Ausstellung zu Todesmärschen und Räumungstransporten im April 1945

Oberschule Seesen präsentiert Ausstellung „Zwischen Harz und Heide”

In den letzten Kriegswochen des Zweiten Weltkrieges räumte die SS das KZ Mittelbau-Dora in Nordhausen.

In aller Hast verlud sie die Häftlinge in Viehwaggons oder trieb sie zu Fuß Richtung Norden. Etwa die Hälfte der Transporte endete im KZ Bergen-Belsen.

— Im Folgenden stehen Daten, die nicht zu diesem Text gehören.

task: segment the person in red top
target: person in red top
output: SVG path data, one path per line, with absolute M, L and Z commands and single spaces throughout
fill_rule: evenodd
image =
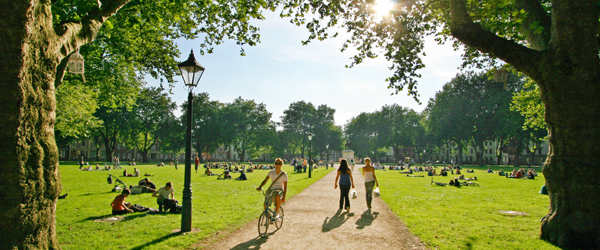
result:
M 131 191 L 129 191 L 129 189 L 126 188 L 123 189 L 123 192 L 120 195 L 117 195 L 117 197 L 115 197 L 113 202 L 110 204 L 110 206 L 112 207 L 113 215 L 133 213 L 133 210 L 125 206 L 125 199 L 127 199 L 127 196 L 129 196 L 129 194 L 131 194 Z
M 198 165 L 200 165 L 200 158 L 196 156 L 196 173 L 198 173 Z

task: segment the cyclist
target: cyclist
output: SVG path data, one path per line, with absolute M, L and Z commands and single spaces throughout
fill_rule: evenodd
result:
M 269 179 L 273 180 L 271 183 L 271 187 L 267 190 L 267 194 L 269 196 L 275 195 L 275 219 L 279 219 L 279 207 L 281 203 L 285 203 L 285 195 L 287 193 L 287 182 L 288 176 L 287 173 L 281 170 L 281 166 L 283 166 L 283 160 L 281 158 L 275 159 L 275 169 L 271 170 L 265 180 L 260 184 L 260 186 L 256 189 L 260 191 L 262 186 L 267 183 Z M 283 192 L 283 195 L 281 194 Z M 266 206 L 266 205 L 265 205 Z M 266 208 L 266 207 L 265 207 Z

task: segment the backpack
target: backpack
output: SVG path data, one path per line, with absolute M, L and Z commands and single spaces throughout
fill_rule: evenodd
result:
M 110 175 L 108 178 L 106 178 L 106 182 L 108 182 L 108 184 L 112 184 L 112 177 Z

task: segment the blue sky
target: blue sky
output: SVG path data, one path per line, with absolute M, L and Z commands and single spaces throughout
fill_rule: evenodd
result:
M 179 61 L 187 59 L 191 49 L 196 60 L 206 68 L 194 93 L 208 92 L 211 99 L 229 103 L 241 96 L 264 103 L 273 113 L 272 120 L 279 122 L 283 111 L 293 102 L 304 100 L 318 106 L 334 108 L 336 125 L 344 125 L 361 112 L 374 112 L 386 104 L 397 103 L 422 111 L 427 101 L 444 83 L 451 80 L 461 64 L 460 52 L 448 45 L 437 45 L 426 39 L 423 58 L 426 65 L 419 73 L 420 99 L 418 105 L 406 92 L 390 95 L 385 79 L 391 76 L 390 63 L 383 58 L 366 60 L 354 68 L 352 51 L 340 52 L 342 38 L 314 41 L 302 46 L 308 37 L 304 27 L 297 27 L 277 13 L 265 13 L 265 21 L 257 21 L 261 43 L 245 46 L 246 56 L 240 56 L 240 47 L 234 41 L 217 46 L 213 54 L 201 56 L 200 41 L 178 41 L 181 51 Z M 343 35 L 342 35 L 343 37 Z M 181 105 L 187 100 L 181 77 L 176 78 L 171 98 Z M 151 86 L 158 81 L 147 79 Z

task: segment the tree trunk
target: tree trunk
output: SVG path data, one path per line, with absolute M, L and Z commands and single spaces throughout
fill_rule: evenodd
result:
M 543 168 L 550 211 L 541 238 L 564 248 L 600 248 L 600 63 L 594 59 L 554 63 L 541 89 L 550 142 Z
M 142 150 L 142 162 L 148 162 L 148 152 L 150 150 L 144 149 Z
M 458 159 L 456 161 L 456 164 L 461 166 L 463 164 L 463 146 L 460 141 L 456 141 L 456 146 L 457 146 L 456 150 L 458 151 Z
M 46 42 L 50 6 L 35 2 L 0 4 L 0 29 L 11 27 L 0 38 L 0 249 L 59 249 L 55 211 L 62 187 L 54 139 L 58 48 Z

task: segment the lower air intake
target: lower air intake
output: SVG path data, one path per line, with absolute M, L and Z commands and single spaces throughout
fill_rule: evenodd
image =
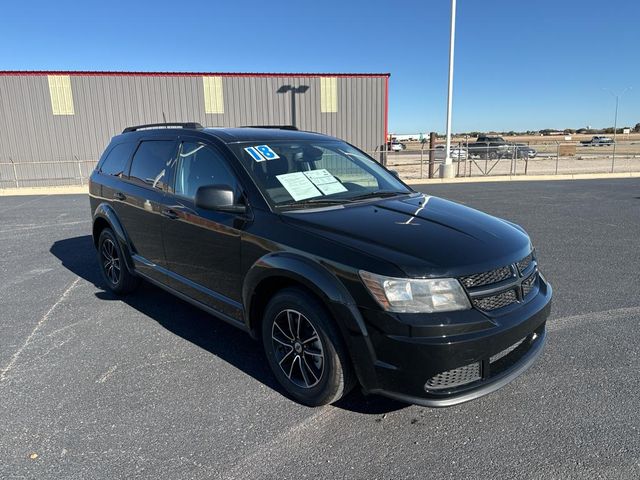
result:
M 480 363 L 470 363 L 431 377 L 425 383 L 425 390 L 444 390 L 459 387 L 480 380 Z

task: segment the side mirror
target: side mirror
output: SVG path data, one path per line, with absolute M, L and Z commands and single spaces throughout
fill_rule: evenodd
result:
M 397 170 L 389 170 L 389 172 L 391 173 L 391 175 L 393 175 L 396 178 L 400 178 L 400 174 L 398 173 Z
M 245 213 L 246 205 L 235 203 L 229 185 L 205 185 L 196 192 L 196 207 L 218 212 Z

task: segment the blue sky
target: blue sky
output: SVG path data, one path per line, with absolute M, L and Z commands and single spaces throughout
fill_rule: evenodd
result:
M 449 0 L 10 2 L 0 69 L 390 72 L 392 132 L 444 130 Z M 6 21 L 11 19 L 11 21 Z M 640 2 L 458 0 L 454 131 L 613 125 Z

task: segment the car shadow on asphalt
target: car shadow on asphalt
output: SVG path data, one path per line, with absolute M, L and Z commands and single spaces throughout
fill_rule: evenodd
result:
M 245 332 L 147 282 L 142 282 L 138 290 L 126 296 L 109 292 L 100 275 L 91 235 L 58 240 L 49 251 L 63 267 L 95 285 L 100 290 L 96 293 L 100 300 L 125 302 L 175 335 L 285 395 L 269 369 L 262 347 Z M 406 408 L 407 404 L 377 395 L 365 396 L 355 388 L 334 406 L 375 415 Z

Tausende Häftlinge, die ihre Befreiung schon vor Augen hatten, wurden während der Todesmärsche und Räumungstransporte in aller Öffentlichkeit ermordet. Vielerorts erinnern mittlerweile Gedenksteine entlang der Routen an die Schicksale. So steht in Münchehof auf dem Friedhof beispielsweise ein Stein, der an 23 Opfer eines Todesmarsches erinnert, die dort bestattet wurden.

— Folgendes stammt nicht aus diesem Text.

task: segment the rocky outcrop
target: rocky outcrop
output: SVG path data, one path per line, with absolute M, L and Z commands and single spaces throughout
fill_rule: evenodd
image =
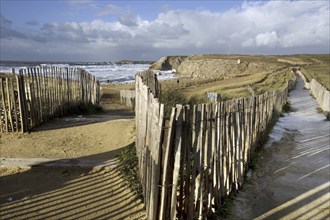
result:
M 166 56 L 153 63 L 150 69 L 153 70 L 173 70 L 177 69 L 187 56 Z
M 248 69 L 257 69 L 257 65 L 238 64 L 237 60 L 233 59 L 189 58 L 177 67 L 177 73 L 180 76 L 194 78 L 226 78 L 247 74 Z
M 280 64 L 251 60 L 250 57 L 216 54 L 166 56 L 150 67 L 155 70 L 175 69 L 177 76 L 194 78 L 230 78 L 256 72 L 272 72 L 279 68 Z
M 138 61 L 138 60 L 120 60 L 115 62 L 117 65 L 123 64 L 153 64 L 154 61 Z

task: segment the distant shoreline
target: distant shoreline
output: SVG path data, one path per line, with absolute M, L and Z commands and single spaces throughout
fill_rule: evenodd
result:
M 0 60 L 0 65 L 28 65 L 36 66 L 42 64 L 68 64 L 68 65 L 125 65 L 125 64 L 153 64 L 155 61 L 142 61 L 142 60 L 120 60 L 116 62 L 74 62 L 74 61 L 16 61 L 16 60 Z

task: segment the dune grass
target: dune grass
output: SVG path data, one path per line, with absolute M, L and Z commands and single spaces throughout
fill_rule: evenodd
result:
M 299 66 L 308 81 L 315 79 L 330 90 L 330 54 L 282 56 L 281 60 Z
M 294 79 L 294 75 L 289 69 L 285 69 L 278 72 L 260 72 L 218 80 L 181 90 L 187 97 L 203 97 L 207 92 L 214 92 L 221 95 L 221 100 L 228 100 L 249 97 L 252 94 L 258 95 L 266 91 L 282 90 L 289 79 Z
M 252 94 L 258 95 L 267 91 L 282 90 L 288 80 L 295 78 L 291 68 L 299 66 L 307 79 L 315 78 L 318 82 L 330 89 L 330 55 L 282 55 L 282 56 L 259 56 L 259 55 L 194 55 L 191 60 L 201 59 L 242 59 L 245 63 L 261 65 L 256 71 L 240 75 L 231 73 L 226 78 L 199 79 L 200 82 L 184 86 L 175 85 L 188 98 L 191 96 L 203 98 L 207 92 L 214 92 L 221 95 L 222 100 L 232 98 L 249 97 Z M 266 65 L 265 65 L 266 64 Z M 269 65 L 267 65 L 269 64 Z M 174 84 L 174 83 L 173 83 Z M 166 86 L 171 85 L 167 83 Z M 183 84 L 182 84 L 183 85 Z
M 317 66 L 304 66 L 301 72 L 306 76 L 308 81 L 315 79 L 328 90 L 330 90 L 330 66 L 317 65 Z
M 261 68 L 251 69 L 244 74 L 231 72 L 225 77 L 213 76 L 213 78 L 191 78 L 184 77 L 173 80 L 161 81 L 162 89 L 175 89 L 181 91 L 189 101 L 191 97 L 195 100 L 205 100 L 207 92 L 221 95 L 222 100 L 232 98 L 249 97 L 266 91 L 282 90 L 289 79 L 294 79 L 291 67 L 299 66 L 308 80 L 315 78 L 330 90 L 330 55 L 221 55 L 206 54 L 193 55 L 190 60 L 243 60 L 243 64 L 260 65 Z M 269 65 L 268 65 L 269 64 Z M 239 70 L 238 70 L 239 71 Z M 205 74 L 206 76 L 207 74 Z M 131 85 L 111 85 L 112 89 L 131 89 Z M 107 89 L 105 87 L 105 89 Z

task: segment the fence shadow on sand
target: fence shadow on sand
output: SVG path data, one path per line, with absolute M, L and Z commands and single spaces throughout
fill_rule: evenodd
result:
M 0 218 L 144 219 L 143 203 L 128 189 L 119 167 L 114 167 L 116 160 L 109 160 L 120 150 L 41 163 L 30 169 L 4 168 Z M 101 166 L 88 167 L 92 161 Z

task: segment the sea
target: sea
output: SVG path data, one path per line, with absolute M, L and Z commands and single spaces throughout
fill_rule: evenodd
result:
M 149 69 L 150 64 L 137 63 L 121 64 L 112 62 L 22 62 L 22 61 L 0 61 L 0 73 L 11 73 L 12 68 L 16 72 L 21 68 L 33 66 L 60 66 L 60 67 L 79 67 L 96 76 L 100 84 L 131 83 L 135 79 L 135 74 Z M 159 80 L 175 78 L 173 71 L 154 71 Z

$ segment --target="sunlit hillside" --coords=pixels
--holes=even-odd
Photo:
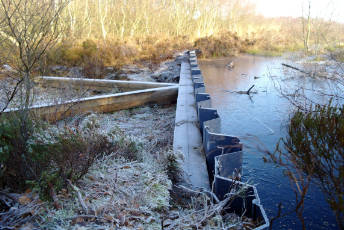
[[[342,24],[314,18],[264,18],[247,0],[55,2],[55,7],[68,4],[59,12],[61,34],[48,60],[67,65],[85,63],[85,56],[104,65],[155,62],[190,47],[201,49],[206,57],[238,52],[280,55],[304,49],[305,40],[309,51],[321,52],[341,44],[344,37]],[[1,34],[6,37],[6,31]],[[85,47],[92,44],[96,49]]]

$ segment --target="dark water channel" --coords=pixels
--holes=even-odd
[[[226,64],[234,60],[235,67],[228,70]],[[293,106],[280,95],[276,82],[290,89],[305,88],[329,90],[328,82],[305,78],[281,66],[282,59],[239,56],[234,59],[200,60],[207,93],[212,106],[220,114],[223,133],[238,136],[244,144],[243,181],[256,184],[262,204],[269,218],[277,214],[282,202],[284,211],[291,210],[295,195],[289,179],[281,168],[264,163],[264,153],[273,151],[278,140],[286,135],[285,125]],[[251,97],[228,91],[244,91],[255,85]],[[278,85],[277,84],[277,85]],[[317,98],[316,95],[310,95]],[[317,98],[326,100],[326,98]],[[311,186],[306,198],[305,221],[307,229],[337,229],[335,217],[321,191]],[[296,215],[288,215],[274,223],[273,229],[301,229]]]

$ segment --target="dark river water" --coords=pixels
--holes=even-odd
[[[234,60],[235,67],[226,64]],[[223,133],[238,136],[244,144],[243,181],[255,184],[269,218],[276,216],[277,205],[282,202],[284,212],[292,210],[295,194],[281,168],[264,163],[264,153],[273,151],[276,143],[286,135],[285,125],[294,107],[281,96],[278,85],[293,90],[328,90],[328,82],[305,78],[282,68],[282,59],[239,56],[231,59],[200,60],[206,91],[211,95],[212,106],[221,117]],[[277,83],[277,84],[276,84]],[[255,85],[251,97],[232,91],[244,91]],[[326,100],[310,95],[317,100]],[[304,210],[307,229],[337,229],[335,217],[321,191],[312,185]],[[276,220],[273,229],[301,229],[295,214]]]

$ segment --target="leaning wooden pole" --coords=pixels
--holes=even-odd
[[[69,100],[60,104],[30,107],[30,112],[50,122],[55,122],[85,112],[114,112],[147,104],[170,104],[177,100],[178,86],[137,90],[102,96]],[[7,109],[4,112],[17,112]]]

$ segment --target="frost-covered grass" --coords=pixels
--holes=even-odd
[[[171,170],[168,163],[171,161],[174,116],[175,106],[156,106],[113,114],[86,114],[61,121],[53,128],[56,132],[68,126],[72,129],[94,127],[96,132],[109,134],[109,140],[122,147],[98,157],[87,174],[74,184],[69,182],[69,186],[56,194],[54,202],[31,199],[37,197],[31,191],[18,194],[27,198],[23,200],[28,200],[30,207],[39,205],[39,208],[16,227],[243,229],[252,226],[250,220],[234,214],[223,216],[226,201],[214,203],[203,193],[178,190],[172,183],[170,174],[177,173],[178,168]],[[124,152],[135,152],[135,156]],[[185,199],[176,201],[173,193]],[[20,203],[18,210],[27,207]],[[23,218],[17,214],[8,215],[12,219]]]
[[[62,210],[48,209],[43,228],[154,229],[169,209],[171,181],[153,159],[99,159],[78,183],[87,211],[76,195],[59,194]]]
[[[115,131],[115,141],[136,142],[138,157],[128,160],[114,153],[98,159],[75,185],[79,192],[68,188],[58,194],[63,208],[47,208],[38,221],[41,228],[161,229],[171,203],[172,182],[162,158],[171,148],[174,111],[174,106],[142,107],[60,122],[59,127],[91,125],[105,134]]]
[[[2,110],[2,108],[4,108],[4,106],[8,102],[9,96],[10,94],[12,94],[16,82],[17,80],[12,78],[0,79],[0,110]],[[60,104],[73,99],[91,97],[95,94],[98,95],[99,93],[110,94],[117,92],[118,89],[109,92],[97,92],[87,87],[81,89],[74,89],[67,84],[65,85],[65,88],[42,87],[41,85],[33,84],[30,100],[31,105],[39,106],[46,104]],[[18,87],[17,93],[15,94],[14,98],[10,101],[8,108],[16,108],[20,105],[21,90],[20,87]]]

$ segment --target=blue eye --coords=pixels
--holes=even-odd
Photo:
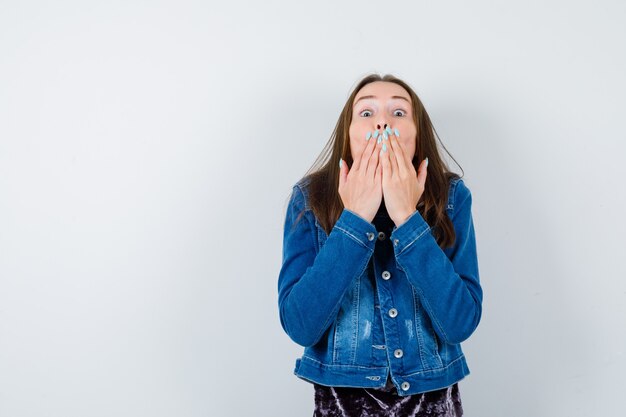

Die Ausstellung „Zwischen Harz und Heide. Todesmärsche und Räumungstransporte im April 1945“ der Stiftung niedersächsische Gedenkstätten und der Stiftung Gedenkstätten Buchenwald und Mittelbau-Dora zeigt eine Dokumentation der Transporte und Märsche.
Die Macher rekonstruieren die Bedingungen und Routen der über 17.000 Häftlinge, die aus dem KZ Mittelbau-Dora in Bergen ankamen. Schätzungen gehen davon aus, dass bis zu 10.000 Häftlinge die Märsche und Transporte nicht überlebten. Die Ausstellung zeigt „wie dicht die Hoffnung auf die nahe Befreiung und die unmittelbare Lebensbedrohung beieinander lagen. Zugleich zeigt sie das breite Ausmaß der Mittäter- und Komplizenschaft in der deutschen Bevölkerung“ erklärt Gedenkstättenleiter Dr. Jens-Christian Wagner.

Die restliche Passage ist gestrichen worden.